Runbook: Edge Node Configuration

For edge nodes deployed in the cloud and configured with limited replication, this section offers procedures to help you recover your EC2 instances or Azure cloud VMs in case of failure or accidental termination.

Since cloud providers already provide high availability and replication of storage resources, you might not need the default storage replication provided by the HPE Ezmeral Data Fabric. In an edge-node configuration, you can limit the replication provided by the Data Fabric. For example, instead of the default 3-way replication, you might choose to configure 1 replication for data volumes and 3 replications for system volumes. This can reduce storage costs and improve the efficiency of your Data Fabric public-cloud deployments.

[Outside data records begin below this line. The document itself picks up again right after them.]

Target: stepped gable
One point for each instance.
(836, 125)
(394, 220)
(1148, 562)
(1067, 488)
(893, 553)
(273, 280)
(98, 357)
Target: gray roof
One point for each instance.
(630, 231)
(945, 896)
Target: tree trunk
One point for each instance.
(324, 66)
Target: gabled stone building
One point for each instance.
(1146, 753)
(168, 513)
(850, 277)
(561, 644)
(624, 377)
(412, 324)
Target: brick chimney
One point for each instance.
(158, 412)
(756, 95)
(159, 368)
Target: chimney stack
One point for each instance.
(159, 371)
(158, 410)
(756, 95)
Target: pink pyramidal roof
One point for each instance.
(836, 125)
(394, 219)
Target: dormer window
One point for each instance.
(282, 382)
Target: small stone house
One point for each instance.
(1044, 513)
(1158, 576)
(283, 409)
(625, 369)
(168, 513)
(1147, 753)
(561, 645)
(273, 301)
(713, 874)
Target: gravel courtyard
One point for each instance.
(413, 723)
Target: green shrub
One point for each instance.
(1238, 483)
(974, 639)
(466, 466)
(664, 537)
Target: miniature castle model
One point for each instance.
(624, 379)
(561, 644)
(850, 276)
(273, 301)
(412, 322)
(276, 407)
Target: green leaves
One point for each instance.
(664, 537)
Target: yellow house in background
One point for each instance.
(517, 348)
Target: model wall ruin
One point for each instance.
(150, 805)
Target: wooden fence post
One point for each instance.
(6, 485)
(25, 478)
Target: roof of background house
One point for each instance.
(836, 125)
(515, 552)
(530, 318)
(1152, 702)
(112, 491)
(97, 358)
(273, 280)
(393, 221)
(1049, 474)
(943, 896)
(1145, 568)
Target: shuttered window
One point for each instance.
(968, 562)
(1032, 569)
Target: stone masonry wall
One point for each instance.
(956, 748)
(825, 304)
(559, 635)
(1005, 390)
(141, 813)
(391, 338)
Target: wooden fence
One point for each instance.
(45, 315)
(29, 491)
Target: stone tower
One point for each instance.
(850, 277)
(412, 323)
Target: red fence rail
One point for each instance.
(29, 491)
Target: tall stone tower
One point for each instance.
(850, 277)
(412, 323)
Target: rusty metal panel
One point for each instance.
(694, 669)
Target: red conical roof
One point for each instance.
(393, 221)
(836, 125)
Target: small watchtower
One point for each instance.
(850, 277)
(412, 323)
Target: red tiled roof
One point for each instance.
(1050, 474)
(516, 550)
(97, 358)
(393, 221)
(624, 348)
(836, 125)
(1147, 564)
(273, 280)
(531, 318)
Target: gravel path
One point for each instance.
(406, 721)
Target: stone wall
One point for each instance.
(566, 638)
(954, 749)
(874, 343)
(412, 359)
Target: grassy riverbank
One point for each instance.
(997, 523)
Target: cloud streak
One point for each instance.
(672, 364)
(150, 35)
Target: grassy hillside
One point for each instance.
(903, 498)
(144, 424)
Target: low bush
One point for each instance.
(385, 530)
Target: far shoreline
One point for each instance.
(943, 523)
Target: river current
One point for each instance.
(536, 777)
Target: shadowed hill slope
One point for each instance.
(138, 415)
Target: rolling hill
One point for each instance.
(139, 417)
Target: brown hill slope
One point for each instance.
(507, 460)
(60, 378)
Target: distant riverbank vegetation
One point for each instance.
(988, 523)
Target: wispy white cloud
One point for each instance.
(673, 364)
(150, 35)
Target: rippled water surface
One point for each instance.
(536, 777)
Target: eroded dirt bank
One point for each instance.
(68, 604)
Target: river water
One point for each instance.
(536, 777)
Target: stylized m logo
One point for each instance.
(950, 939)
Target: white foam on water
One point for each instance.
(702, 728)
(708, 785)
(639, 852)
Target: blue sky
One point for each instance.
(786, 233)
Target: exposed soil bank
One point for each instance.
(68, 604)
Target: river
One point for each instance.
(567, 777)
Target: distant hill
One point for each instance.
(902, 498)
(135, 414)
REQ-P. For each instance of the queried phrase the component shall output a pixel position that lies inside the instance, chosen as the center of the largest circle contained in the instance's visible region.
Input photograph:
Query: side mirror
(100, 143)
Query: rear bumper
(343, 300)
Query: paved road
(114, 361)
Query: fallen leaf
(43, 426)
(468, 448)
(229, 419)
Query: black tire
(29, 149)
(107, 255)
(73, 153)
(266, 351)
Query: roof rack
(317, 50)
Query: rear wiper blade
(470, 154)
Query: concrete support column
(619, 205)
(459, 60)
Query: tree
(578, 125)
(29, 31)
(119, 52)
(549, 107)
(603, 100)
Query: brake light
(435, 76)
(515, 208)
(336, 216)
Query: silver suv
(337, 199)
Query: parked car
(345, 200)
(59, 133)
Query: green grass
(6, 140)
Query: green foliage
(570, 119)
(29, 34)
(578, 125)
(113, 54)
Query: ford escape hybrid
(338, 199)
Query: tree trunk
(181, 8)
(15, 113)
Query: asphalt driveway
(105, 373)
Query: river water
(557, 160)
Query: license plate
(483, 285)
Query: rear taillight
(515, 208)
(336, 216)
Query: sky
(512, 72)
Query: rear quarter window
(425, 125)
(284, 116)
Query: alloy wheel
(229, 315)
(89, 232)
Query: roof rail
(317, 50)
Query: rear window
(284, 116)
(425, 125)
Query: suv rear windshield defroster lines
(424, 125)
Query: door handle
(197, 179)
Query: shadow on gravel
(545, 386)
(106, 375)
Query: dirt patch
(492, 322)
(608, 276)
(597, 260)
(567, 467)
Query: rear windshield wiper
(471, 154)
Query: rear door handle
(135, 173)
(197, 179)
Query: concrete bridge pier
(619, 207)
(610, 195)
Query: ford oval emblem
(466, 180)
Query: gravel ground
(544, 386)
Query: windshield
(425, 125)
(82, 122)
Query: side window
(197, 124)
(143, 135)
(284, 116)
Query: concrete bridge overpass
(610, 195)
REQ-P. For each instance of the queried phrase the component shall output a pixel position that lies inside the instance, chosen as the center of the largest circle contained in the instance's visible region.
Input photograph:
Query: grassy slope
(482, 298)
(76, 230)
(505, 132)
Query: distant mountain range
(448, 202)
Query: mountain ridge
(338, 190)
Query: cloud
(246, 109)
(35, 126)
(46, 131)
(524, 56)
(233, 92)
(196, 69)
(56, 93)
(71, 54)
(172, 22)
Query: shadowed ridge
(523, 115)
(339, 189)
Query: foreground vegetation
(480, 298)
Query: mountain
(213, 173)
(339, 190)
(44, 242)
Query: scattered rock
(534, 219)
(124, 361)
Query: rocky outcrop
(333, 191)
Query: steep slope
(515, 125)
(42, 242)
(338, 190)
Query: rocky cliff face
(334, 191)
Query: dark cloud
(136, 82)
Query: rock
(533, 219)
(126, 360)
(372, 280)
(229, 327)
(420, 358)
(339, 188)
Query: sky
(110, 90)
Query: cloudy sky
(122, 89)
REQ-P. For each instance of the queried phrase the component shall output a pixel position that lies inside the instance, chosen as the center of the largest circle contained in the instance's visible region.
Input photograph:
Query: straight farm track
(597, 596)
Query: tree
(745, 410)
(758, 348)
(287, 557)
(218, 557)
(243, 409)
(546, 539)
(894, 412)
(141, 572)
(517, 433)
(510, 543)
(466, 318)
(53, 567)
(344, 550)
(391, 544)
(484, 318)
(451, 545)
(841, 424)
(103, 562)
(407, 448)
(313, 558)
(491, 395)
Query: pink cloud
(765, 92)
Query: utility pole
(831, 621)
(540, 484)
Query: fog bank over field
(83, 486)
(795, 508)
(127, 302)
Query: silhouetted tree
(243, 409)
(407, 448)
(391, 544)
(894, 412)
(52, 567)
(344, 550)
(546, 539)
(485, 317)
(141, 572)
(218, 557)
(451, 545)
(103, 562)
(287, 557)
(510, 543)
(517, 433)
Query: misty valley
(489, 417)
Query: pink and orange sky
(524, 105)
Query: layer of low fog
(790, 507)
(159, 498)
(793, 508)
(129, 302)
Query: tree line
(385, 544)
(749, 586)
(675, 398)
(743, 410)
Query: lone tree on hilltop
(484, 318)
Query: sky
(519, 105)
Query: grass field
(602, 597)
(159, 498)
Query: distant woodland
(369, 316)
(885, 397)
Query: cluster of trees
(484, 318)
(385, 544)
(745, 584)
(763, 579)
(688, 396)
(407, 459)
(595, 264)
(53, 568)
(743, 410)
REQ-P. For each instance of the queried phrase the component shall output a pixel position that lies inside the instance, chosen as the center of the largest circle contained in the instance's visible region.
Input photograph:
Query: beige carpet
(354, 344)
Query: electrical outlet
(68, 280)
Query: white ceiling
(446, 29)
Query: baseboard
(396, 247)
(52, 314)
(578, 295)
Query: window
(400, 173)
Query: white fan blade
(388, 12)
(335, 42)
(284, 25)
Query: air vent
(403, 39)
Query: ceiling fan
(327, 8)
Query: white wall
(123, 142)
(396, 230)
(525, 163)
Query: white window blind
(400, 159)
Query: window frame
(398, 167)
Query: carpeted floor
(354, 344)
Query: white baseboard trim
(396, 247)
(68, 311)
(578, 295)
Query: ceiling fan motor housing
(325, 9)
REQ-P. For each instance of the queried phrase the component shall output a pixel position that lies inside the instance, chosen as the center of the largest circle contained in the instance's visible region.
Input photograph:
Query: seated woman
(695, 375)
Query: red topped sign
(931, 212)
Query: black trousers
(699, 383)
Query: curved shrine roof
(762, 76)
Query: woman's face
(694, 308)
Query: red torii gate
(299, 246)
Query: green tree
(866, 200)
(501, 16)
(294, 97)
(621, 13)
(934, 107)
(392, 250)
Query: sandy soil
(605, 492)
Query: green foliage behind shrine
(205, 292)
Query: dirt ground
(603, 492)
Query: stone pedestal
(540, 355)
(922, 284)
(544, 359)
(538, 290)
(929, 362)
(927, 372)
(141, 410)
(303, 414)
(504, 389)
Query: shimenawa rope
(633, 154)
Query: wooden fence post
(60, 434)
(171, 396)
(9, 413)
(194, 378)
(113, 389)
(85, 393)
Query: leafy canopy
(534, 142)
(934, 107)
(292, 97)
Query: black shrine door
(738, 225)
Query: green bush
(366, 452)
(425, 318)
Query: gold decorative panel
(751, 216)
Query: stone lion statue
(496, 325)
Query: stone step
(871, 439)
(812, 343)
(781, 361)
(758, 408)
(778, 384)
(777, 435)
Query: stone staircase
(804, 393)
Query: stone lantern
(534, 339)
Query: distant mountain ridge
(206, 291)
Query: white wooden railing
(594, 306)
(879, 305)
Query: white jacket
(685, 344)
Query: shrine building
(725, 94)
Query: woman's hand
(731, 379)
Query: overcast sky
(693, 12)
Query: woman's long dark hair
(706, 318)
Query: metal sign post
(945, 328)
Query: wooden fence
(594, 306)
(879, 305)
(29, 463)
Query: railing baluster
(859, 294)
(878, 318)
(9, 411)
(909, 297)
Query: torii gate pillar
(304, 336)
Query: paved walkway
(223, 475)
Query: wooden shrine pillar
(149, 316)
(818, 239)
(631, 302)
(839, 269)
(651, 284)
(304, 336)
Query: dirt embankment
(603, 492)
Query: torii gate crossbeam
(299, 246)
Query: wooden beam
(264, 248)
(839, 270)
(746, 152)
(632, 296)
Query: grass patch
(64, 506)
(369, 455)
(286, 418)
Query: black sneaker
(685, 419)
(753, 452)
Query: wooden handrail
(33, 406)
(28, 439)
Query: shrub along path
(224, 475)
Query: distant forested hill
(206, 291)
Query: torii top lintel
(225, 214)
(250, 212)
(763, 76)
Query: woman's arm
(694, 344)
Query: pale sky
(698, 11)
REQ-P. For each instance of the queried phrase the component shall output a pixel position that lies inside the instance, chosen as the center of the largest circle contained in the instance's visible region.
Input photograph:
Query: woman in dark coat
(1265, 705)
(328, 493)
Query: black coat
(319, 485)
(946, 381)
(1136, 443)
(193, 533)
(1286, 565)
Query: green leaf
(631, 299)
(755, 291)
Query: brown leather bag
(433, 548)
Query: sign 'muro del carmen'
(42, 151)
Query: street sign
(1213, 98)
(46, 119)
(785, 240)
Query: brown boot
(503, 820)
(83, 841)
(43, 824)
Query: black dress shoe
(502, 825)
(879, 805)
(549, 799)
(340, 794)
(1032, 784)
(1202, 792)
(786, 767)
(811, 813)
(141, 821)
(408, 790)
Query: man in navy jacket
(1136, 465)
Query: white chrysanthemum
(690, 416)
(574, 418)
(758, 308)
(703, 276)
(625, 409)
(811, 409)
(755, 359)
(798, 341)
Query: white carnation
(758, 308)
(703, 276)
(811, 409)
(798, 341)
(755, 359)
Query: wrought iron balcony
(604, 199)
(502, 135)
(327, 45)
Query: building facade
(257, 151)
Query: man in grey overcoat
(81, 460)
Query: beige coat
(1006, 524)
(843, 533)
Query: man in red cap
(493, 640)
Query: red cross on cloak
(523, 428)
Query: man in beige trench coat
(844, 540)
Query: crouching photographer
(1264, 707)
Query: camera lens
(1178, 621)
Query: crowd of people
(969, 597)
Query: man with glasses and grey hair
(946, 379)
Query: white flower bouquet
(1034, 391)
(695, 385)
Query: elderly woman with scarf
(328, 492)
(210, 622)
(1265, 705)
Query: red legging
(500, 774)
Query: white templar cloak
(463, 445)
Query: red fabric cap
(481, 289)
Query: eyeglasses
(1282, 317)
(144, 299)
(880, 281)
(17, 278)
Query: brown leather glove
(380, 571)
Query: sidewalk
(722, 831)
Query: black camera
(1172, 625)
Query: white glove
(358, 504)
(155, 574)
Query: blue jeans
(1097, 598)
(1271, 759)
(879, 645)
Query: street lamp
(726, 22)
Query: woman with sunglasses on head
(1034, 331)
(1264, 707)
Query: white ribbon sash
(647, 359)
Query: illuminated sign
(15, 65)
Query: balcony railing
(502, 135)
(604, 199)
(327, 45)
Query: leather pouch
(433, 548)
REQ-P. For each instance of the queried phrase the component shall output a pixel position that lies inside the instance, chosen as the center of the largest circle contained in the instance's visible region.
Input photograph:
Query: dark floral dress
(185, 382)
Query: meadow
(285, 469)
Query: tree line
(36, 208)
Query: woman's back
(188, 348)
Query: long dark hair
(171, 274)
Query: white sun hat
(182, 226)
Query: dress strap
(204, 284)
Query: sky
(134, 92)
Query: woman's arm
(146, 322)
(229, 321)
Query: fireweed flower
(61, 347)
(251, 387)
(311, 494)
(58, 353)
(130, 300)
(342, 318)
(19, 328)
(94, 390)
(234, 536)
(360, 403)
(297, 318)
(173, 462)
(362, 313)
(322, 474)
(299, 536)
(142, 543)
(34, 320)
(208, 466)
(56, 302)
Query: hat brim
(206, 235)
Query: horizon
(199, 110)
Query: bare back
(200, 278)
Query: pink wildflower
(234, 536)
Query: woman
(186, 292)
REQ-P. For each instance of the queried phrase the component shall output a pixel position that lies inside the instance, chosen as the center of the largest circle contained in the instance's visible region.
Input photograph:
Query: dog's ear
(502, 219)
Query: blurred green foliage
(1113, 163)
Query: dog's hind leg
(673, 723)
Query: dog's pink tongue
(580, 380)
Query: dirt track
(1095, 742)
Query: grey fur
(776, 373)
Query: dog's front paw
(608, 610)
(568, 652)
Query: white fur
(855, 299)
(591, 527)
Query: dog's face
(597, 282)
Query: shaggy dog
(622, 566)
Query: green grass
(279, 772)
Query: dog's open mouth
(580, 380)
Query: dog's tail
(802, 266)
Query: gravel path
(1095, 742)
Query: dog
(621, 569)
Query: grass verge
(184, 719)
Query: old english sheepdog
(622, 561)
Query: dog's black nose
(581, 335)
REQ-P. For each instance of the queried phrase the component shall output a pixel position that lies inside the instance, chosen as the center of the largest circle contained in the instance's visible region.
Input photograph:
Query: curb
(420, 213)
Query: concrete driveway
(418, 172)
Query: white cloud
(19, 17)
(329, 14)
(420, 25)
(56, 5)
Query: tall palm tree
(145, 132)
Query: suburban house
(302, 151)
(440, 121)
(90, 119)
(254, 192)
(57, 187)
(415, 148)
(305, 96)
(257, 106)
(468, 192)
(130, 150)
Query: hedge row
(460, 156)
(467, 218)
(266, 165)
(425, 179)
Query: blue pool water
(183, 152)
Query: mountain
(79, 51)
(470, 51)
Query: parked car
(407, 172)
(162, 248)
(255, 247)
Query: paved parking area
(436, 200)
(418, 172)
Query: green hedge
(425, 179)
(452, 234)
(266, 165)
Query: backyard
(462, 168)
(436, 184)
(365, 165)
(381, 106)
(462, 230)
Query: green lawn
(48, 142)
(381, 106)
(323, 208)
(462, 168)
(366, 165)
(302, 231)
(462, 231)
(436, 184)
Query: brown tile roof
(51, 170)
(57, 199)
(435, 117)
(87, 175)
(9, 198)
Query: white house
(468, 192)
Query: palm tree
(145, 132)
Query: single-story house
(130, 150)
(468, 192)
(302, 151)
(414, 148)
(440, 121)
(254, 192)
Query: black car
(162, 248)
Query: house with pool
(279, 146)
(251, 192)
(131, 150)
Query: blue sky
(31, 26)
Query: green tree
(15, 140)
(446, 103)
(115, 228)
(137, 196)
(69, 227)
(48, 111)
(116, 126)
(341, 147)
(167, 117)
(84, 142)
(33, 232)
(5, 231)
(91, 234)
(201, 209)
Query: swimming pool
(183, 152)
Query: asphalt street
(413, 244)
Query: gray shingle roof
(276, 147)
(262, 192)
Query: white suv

This runbook provides examples to help retain service resilience while maintaining the benefits of an edge node configuration.

AWS EC2 Instances with EBS Volumes

Installer checks:
  1. Set the Delete on Termination policy to No to prevent data loss.
  2. Set Auto assign public IP to Disable to prevent the public IP address from changing after stopping and restarting the instance.
  3. Configure the installer to allow the same private IP address that was used for a terminated instance to a new instance. This enables you to launch a replacement instance in case of accidental termination.
  4. In Network Interface, set Delete on Termination to No so that you can recover the data in case of accidental termination.
  5. You can also add udev rules to the installer.
Examples: The following examples provide procedures for recovering EC2 instances with EBS volumes in case of failure or accidental termination.
  1. Core services go down on the node:
    • If core services (such as Warden) go down on a node, restart core services. The node should begin to function again.
  2. EC2 instance is stopped by mistake:
    • If an EC2 node containing a data volume is stopped, you will no longer be able to read data on that node. Restart the node to fix the issue.
  3. EC2 instance is terminated by mistake:
    1. Note the data volume ID associated with the terminated node.
    2. Launch a new instance with only a root volume and without any attached data volumes. Assign the same private IP that was associated with the terminated node.
    3. Attach the EBS volume that was previously attached to the terminated node to the new node.
    4. Run configure.sh without the -F disk.list arguement.
    5. Write udev rules to access the attached disk using the following commands:
      vim /etc/udev/rules.d/99-custom.rules
      KERNEL=="/dev/xvdb", SUBSYSTEM=="block", MODE="0660",
      GROUP="disk", OWNER="mapr"
    6. Reload the udev rules and then trigger:
      sudo udevadm control --reload-rules
      sudo udevadm trigger
    7. Verify the permissions:
      ls -l /dev/xvdb
    8. Run the following mrconfig commands:
      1. Attach the disk:
        /opt/mapr/server/mrconfig disk load /dev/xvdb
      2. Check the disk list:
        /opt/mapr/server/mrconfig -h 127.0.0.1 -p 5660 disk list -v
      3. Check the SP list:
        /opt/mapr/server/mrconfig -h 127.0.0.1 -p 5660 sp list -v
        If the SP is offline, set it to online:
        /opt/mapr/server/mrconfig sp online SP1
    9. After a short period, the volume data becomes readable again.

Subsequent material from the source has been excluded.